From their bucolic riverside home in nearby Chiswick, Fuller’s local influence stretches far. A fair few of their pubs, including the nearby Stonemason’s Arms and George IV on Chiswick High Road, have been given makeovers, scrubbing them up until their rough edges are replaced by smooth, clean lines, expansive food menus and, dare we say, slightly less soulful places for a drink. Not so, the Andover Arms.
Here, in a villagey spot (known locally as Brackenbury) complete with pretty terrace housing, a butcher’s and a café-deli, you’ll find a Victorian pub offering plenty of room for drinking as well as dining. What’s great is that it feels like a proper boozer: there’s a wood-panelled bar that looks like it’s been around since the pub’s early days, creaky chairs, faded carpets and a roaring fire (during the winter months at least). Cheery staff only add to the snug, friendly vibe.
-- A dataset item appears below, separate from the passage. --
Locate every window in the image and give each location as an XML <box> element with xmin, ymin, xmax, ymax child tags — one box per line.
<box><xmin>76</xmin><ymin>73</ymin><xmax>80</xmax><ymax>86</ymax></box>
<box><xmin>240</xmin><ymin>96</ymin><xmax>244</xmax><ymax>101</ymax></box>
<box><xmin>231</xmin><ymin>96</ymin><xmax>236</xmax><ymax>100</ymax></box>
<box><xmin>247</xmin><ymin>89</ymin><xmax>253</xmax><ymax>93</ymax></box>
Craft beer might continue to boom across the capital, but there’s no chalkboard listing all the special brews here (they chalk-up their malt whisky selection instead). A slightly disappointing selection of three ale pumps provide Fuller’s ale staples, and the only nod to ‘craft’ is their own Frontier lager. They do know how to pour a good pint of Guinness (£4.50), though, and their wine menu’s worth exploring.
There are pies, cheese boards and smart fish dishes but thankfully, the food doesn’t upstage the drinking, with plenty of nooks and crannies to settle in for a sesh. Long may that continue.